Given the particular vulnerability of SIDS, it is imperative that sustainable development indicators are applied to track accurately the growth of these states. The report calls on SIDS to collaborate in encouraging these efforts, which require cooperation among academics, policymakers, and other stakeholders.

Other Challenges and Opportunities

The report highlights a raft of other issues and opportunities, among them:

Harnessing Renewable Energy Opportunities

On average, more than 90 per cent of the energy used by SIDS comes from oil imports, causing a severe drain on limited financial resources and pushing electricity prices to among the highest in the world – in some cases 500 per cent of prices in the United States. At the same time, a large percentage of residents in SIDS do not have access to electricity: for example, 70 per cent of the population in Pacific Islands.

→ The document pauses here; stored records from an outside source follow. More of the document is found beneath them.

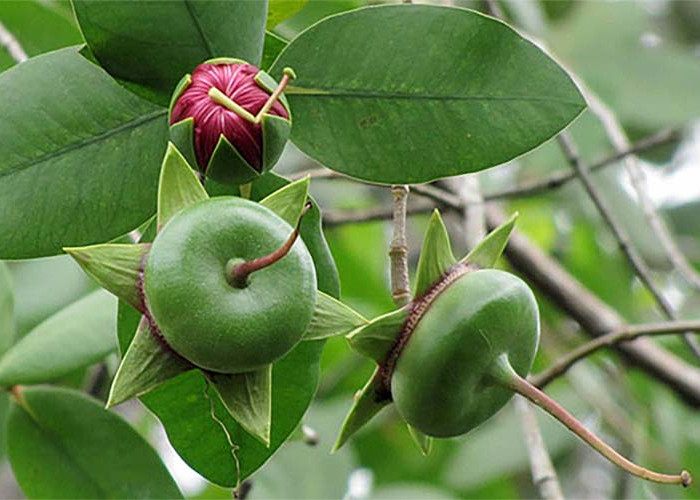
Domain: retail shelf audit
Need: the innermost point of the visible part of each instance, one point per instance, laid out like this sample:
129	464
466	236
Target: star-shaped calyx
150	360
378	338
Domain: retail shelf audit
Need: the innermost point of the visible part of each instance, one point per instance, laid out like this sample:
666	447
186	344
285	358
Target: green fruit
442	382
201	313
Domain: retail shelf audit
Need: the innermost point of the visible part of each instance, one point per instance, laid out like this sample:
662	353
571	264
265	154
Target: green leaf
332	317
182	405
424	442
151	45
272	48
114	266
391	108
279	10
178	186
288	201
63	444
7	310
487	252
79	156
38	26
377	337
77	336
436	255
248	399
147	364
365	406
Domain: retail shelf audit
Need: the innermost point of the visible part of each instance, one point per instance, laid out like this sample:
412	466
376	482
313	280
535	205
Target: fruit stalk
238	275
506	376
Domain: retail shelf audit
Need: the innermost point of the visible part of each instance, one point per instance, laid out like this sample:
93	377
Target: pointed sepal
248	398
178	186
115	266
366	405
486	253
423	441
288	201
376	338
147	364
332	317
436	255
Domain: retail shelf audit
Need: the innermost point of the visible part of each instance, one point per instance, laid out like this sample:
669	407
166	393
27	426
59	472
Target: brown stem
507	377
240	272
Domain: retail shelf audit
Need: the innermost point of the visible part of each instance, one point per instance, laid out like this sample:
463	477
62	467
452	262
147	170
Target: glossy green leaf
147	364
7	310
279	10
248	399
77	336
487	252
376	338
115	267
79	156
288	201
367	403
424	442
38	26
183	406
63	444
151	45
436	255
391	108
332	317
178	186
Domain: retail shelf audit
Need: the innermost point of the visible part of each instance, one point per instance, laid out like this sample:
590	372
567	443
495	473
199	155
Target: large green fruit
201	315
442	382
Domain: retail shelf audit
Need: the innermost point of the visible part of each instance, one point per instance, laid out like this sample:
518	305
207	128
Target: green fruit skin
441	383
211	323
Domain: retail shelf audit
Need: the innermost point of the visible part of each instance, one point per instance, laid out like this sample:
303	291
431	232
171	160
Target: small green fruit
203	314
442	382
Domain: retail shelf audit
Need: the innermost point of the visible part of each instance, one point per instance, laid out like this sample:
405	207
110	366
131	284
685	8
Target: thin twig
622	334
560	178
11	45
595	317
635	260
398	250
544	477
620	142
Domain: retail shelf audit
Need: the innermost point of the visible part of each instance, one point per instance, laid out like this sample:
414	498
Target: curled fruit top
237	86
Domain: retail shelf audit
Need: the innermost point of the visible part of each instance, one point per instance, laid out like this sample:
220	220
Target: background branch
635	260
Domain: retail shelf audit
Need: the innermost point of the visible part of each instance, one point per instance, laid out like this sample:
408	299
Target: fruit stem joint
238	270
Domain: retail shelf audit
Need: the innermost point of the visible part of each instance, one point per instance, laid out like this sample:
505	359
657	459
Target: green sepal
178	186
486	253
423	441
182	135
366	405
275	134
376	338
288	201
147	364
228	166
114	266
181	86
436	256
332	317
248	399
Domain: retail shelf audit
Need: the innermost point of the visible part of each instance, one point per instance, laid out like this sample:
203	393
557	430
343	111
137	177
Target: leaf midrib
365	94
140	120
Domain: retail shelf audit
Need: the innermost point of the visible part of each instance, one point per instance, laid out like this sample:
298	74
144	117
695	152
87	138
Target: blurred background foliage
642	59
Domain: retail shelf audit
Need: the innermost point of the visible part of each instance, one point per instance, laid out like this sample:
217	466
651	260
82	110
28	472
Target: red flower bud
225	99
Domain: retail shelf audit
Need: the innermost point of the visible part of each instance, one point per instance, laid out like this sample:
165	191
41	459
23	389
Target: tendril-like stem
239	272
507	377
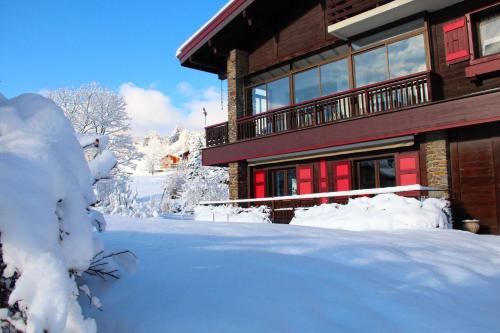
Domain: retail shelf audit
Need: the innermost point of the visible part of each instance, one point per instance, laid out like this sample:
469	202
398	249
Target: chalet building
169	161
332	95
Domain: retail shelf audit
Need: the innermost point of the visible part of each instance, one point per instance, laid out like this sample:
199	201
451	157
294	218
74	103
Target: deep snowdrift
228	213
382	212
236	277
45	188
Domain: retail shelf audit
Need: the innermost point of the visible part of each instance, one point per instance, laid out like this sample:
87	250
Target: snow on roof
232	8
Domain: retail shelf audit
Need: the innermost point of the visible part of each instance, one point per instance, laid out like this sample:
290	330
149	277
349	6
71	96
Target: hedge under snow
232	214
382	212
46	233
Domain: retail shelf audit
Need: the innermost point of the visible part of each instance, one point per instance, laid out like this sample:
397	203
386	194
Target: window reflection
306	85
407	56
334	77
259	99
278	93
370	67
489	35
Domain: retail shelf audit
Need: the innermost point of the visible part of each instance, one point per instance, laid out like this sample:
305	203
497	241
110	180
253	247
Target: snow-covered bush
228	213
382	212
46	230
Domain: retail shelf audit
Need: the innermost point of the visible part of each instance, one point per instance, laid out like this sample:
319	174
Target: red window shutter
305	179
407	169
456	41
342	180
323	179
260	184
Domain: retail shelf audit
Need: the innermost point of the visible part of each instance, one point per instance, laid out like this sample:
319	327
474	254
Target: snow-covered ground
149	186
238	277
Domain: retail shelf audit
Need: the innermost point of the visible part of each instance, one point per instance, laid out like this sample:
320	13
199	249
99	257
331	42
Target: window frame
471	19
349	56
272	171
376	159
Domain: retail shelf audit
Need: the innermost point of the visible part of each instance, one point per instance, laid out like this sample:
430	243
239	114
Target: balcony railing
388	96
217	135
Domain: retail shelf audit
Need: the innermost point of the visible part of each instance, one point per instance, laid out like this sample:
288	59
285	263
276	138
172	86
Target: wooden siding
306	33
475	167
339	10
437	116
455	82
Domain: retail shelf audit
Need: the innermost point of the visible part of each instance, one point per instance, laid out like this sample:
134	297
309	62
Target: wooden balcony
388	96
217	135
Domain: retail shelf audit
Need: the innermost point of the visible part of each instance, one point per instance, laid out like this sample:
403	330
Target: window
406	57
284	182
488	34
278	93
376	173
259	99
334	77
272	95
371	67
483	31
400	58
307	85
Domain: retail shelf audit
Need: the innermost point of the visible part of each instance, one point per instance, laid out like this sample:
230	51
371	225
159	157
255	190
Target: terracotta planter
471	226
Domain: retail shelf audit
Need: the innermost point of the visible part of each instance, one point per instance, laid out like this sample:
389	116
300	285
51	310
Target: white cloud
150	109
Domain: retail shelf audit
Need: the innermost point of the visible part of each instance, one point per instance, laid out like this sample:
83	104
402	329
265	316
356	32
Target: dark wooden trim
477	109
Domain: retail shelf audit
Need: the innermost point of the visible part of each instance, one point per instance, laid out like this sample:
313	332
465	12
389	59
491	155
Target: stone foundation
437	157
237	68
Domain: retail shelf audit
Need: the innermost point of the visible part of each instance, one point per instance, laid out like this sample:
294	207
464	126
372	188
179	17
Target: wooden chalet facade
332	95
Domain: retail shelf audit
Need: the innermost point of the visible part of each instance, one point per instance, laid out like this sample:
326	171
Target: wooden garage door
475	168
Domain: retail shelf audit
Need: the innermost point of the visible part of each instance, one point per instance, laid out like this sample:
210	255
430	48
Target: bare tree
95	110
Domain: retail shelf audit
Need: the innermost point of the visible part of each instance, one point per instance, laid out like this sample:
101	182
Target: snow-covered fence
283	208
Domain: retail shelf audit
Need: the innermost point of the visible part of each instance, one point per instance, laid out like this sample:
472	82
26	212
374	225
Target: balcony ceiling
388	13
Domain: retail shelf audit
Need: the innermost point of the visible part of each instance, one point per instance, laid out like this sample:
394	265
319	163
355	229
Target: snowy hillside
154	147
238	277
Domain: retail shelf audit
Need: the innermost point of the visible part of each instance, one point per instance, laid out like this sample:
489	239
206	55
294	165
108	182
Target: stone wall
437	157
237	68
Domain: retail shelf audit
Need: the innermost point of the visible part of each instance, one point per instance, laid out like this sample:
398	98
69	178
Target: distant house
331	95
169	161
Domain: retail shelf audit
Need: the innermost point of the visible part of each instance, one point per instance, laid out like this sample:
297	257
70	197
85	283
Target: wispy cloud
151	109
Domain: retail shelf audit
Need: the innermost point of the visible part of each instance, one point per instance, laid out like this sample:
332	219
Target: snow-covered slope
238	277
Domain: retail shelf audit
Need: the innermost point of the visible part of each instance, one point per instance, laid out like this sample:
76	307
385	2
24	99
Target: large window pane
387	173
278	93
259	99
334	77
407	56
489	34
371	67
306	85
367	175
292	182
279	183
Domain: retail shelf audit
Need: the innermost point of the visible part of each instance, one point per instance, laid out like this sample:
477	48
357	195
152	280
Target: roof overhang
211	28
388	13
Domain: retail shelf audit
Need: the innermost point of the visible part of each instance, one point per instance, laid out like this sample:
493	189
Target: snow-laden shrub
192	183
382	212
46	232
227	213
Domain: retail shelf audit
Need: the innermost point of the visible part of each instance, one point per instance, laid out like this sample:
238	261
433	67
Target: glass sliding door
259	99
307	85
407	57
371	67
334	77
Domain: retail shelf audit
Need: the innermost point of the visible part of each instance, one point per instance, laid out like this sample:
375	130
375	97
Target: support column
237	68
437	157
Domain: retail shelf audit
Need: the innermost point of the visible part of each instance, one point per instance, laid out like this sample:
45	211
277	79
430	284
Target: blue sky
46	44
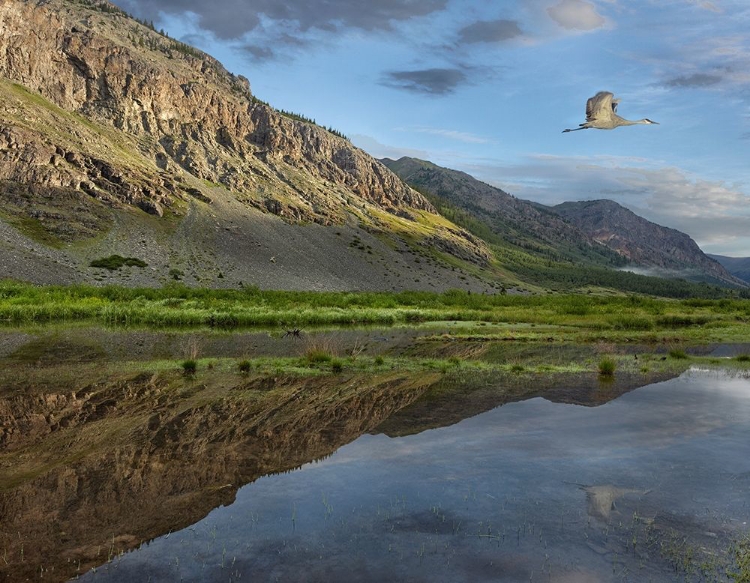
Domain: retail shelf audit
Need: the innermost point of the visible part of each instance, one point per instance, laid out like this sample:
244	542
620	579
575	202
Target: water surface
652	486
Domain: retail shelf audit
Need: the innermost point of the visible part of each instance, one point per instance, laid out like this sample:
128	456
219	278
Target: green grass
511	317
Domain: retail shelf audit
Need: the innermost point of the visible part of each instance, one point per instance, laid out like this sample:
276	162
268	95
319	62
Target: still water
653	486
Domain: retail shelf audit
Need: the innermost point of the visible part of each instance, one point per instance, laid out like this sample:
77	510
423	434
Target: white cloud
378	150
576	15
466	137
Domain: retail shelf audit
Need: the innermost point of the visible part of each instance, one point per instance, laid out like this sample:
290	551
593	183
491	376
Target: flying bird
600	114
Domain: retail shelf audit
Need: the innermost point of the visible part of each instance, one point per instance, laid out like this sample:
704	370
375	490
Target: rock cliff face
100	115
183	108
642	242
519	222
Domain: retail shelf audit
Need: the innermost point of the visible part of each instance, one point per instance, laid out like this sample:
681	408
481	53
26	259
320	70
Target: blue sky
487	88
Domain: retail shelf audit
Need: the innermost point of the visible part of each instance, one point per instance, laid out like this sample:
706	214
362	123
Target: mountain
737	266
116	139
575	243
520	223
656	249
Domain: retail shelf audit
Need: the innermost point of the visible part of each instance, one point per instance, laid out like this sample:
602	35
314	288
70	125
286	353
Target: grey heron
600	114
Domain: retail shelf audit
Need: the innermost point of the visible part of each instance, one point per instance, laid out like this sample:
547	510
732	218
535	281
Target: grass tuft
189	367
607	367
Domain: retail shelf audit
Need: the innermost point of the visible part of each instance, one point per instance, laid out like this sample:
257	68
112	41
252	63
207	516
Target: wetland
447	450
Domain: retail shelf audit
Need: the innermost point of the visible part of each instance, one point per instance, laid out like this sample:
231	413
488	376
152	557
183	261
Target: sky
487	88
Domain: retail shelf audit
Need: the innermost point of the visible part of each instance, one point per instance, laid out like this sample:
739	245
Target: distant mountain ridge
521	223
643	243
596	233
737	266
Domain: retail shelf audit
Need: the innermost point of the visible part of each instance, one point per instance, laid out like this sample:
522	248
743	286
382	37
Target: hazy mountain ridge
591	232
518	221
100	115
737	266
643	243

SIDS have bountiful supplies of renewable energy sources such as biomass, wind, sun, ocean, wave, hydro and geothermal. Accelerated deployment of renewable energy, prompted through appropriate policy interventions and public-private partnerships, offers an opportunity to widen access to sustainable energy and reduce the crippling costs of power.

SIDS are increasingly adopting renewable energy targets and policies, although still only 3 per cent of the energy mix in the Caribbean is from renewable sources.

Unexploited Natural Resources

Many SIDS possess unexploited natural resources in terrestrial areas as well as in their Exclusive Economic Zones (EEZs) and in the deep sea. Among these are minerals, potential pharmaceutical products, hydrocarbons, renewable energy resources, and fish stocks.